In more than 20 years experience as a trial lawyer, Mr. Wolf has represented both plaintiffs and defendants in a variety of cases: inverse condemnation, marine insurance coverage, wrongful repossession of vehicles, estate disputes, electric and gas utility administrative hearings, just to name a few. Most often, however, he has represented consumers and others who feel powerless against big government and big business. He has tried cases to multi-million dollar verdicts, and has settled class actions on behalf of thousands of plaintiffs for many millions of dollars.
Frequently Mr. Wolf takes on big corporations, consumer finance companies, banks, insurance companies, and their high-powered lawyers. In a series of class actions, for instance, Mr. Wolf sued 5 Maryland HMOs who had collected money illegally from their members. The settlements returned more than $8 million to the HMO members, for which Mr.

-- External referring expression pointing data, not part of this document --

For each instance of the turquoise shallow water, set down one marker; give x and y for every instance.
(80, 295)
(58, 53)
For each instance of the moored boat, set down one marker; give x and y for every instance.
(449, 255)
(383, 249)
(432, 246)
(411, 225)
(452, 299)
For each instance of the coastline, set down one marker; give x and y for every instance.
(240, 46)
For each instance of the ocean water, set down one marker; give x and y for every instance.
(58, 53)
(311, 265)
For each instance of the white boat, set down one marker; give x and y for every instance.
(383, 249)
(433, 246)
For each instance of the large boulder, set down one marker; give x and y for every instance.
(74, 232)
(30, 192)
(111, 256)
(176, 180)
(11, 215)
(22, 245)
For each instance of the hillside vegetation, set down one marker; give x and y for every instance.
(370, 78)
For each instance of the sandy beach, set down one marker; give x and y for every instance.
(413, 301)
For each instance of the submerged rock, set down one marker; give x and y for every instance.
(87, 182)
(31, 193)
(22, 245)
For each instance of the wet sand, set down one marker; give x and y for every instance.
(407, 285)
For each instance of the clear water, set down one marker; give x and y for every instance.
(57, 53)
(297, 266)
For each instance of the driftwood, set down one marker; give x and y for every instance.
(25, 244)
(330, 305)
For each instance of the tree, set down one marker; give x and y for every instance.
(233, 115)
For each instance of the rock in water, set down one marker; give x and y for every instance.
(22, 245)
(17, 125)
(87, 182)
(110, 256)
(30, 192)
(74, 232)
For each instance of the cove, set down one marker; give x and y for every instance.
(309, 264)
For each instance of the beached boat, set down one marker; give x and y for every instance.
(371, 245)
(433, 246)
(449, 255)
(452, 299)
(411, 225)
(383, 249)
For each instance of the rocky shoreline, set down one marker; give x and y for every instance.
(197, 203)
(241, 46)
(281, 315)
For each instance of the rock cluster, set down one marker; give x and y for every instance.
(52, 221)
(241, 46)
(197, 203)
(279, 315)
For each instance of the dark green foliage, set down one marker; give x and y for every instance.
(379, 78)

Wolf and his co-counsel were named 2009 Trial Lawyers of the Year by the Maryland Association for Justice. He also represented borrowers whose cars were repossessed illegally by their finance companies. The settlements in 7 cases provided relief of more than $70 million.
This work on behalf of consumers has won acknowledgement and awards. In 2010, his firm was named National Consumer Attorneys of the Year by the National Association of Consumer Advocates. The firm is also listed in U.S. News and World Reports listing of Best Law Firms as a Tier 1 Metropolitan firm in Mass Torts/Class Actions – Plaintiffs. Individually, Mr. Wolf is listed in Best Lawyers in America, Maryland SuperLawyers, Who’s Who in American Law, and is rated by his peers in Martindale-Hubbell as AV Preeminent, the highest possible rating. In 2011, Best Lawyers selected Mr. Wolf as its Lawyer of the Year in Mass Torts/Class Actions-Plaintiffs for Baltimore, an honor given to one lawyer each year based on consistently high peer review ratings.

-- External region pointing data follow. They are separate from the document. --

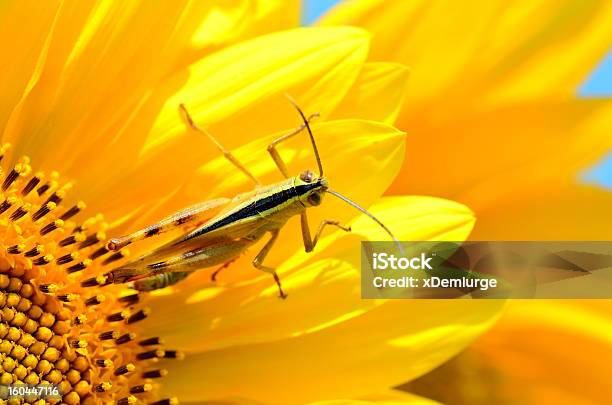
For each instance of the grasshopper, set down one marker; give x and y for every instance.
(220, 230)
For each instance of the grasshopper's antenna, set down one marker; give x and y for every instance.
(314, 144)
(360, 208)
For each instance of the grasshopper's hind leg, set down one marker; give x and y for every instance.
(213, 276)
(226, 153)
(309, 242)
(274, 153)
(184, 218)
(257, 262)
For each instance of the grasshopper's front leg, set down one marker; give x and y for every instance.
(257, 262)
(309, 243)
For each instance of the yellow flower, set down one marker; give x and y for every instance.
(557, 352)
(92, 93)
(491, 108)
(492, 98)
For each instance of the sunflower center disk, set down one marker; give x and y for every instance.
(61, 324)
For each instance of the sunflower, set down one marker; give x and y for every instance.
(493, 101)
(93, 147)
(495, 106)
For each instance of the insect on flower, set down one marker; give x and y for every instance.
(240, 222)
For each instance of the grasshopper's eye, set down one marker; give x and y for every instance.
(314, 199)
(307, 176)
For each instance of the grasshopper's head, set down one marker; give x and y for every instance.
(310, 188)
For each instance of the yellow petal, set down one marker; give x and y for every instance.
(391, 397)
(368, 342)
(21, 23)
(557, 351)
(242, 89)
(517, 146)
(102, 62)
(548, 212)
(377, 94)
(462, 52)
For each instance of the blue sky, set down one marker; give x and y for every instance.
(599, 84)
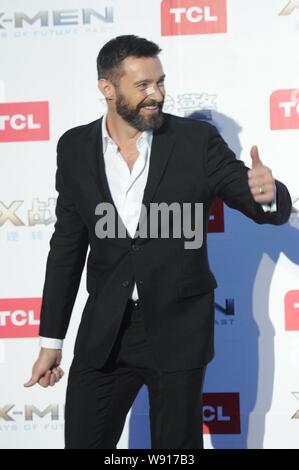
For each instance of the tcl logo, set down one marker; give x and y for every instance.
(291, 6)
(221, 413)
(291, 307)
(193, 17)
(216, 221)
(20, 318)
(284, 108)
(24, 121)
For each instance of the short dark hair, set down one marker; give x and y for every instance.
(113, 53)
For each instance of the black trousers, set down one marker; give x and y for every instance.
(98, 400)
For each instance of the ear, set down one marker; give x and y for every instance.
(106, 88)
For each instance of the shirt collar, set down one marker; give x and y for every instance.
(145, 138)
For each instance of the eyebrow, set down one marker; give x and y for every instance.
(146, 80)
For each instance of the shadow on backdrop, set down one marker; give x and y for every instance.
(243, 260)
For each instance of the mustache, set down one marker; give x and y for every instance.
(151, 103)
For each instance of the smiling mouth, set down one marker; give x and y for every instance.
(151, 108)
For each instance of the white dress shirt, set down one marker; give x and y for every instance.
(126, 188)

Bourgeois, et al. v. Live Nation Entertainment, Inc. — On certified questions from the U.S. District Court, the Maryland Court of Appeals held that Ticketmaster's added fees violate the
Baltimore City anti-scalping ordinances. This was the first time the Baltimore ordinances had been interpreted by the Court of Appeals and the second time an appellate
court had held that Ticketmaster's practice of adding fees to the price of a ticket constituted ticket scalping.

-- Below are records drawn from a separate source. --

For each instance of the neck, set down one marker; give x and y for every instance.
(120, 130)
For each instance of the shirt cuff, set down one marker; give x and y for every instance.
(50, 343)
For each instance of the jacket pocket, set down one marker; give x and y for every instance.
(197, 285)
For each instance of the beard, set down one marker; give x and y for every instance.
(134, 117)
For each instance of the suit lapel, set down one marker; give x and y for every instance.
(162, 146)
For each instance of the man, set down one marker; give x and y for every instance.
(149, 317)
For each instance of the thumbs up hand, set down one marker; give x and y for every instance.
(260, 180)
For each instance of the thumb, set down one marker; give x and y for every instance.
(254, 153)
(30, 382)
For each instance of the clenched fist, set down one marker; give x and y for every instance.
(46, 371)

Testwuide, et al. v. United States — In Testwuide (and 8 other related cases), we represented the owners of 2,098 residential properties in an inverse condemnation case in the U.S. Court of Federal Claims. We alleged the taking of an avigation easement as the result of excessive noise and related impacts on the affected properties as a result of F/A-18 flight activities at NAS Oceana in Virginia Beach, Virginia. On the eve of trial in the test case for 12 representative properties, we settled for an amount in excess of $34 million. This is believed to be the largest settlement of an avigation easement takings case.
Riemer v. Columbia Medical Plan — Riemer (and 4 other similar cases) was a claim to recover subrogation payments from personal injury recoveries made by members of Maryland HMO members to their respective HMOs for medical treatments as a result of injuries sustained in accidents. These cases changed the practice of Maryland HMOs which, until these cases were litigated, routinely collected subrogation from their members in violation of Maryland''s HMO statute. Based on these cases, the trial team was awarded the 2009 Trial Lawyer of the Year award from the Maryland Association for Justice (formerly the Maryland Trial Lawyers Association).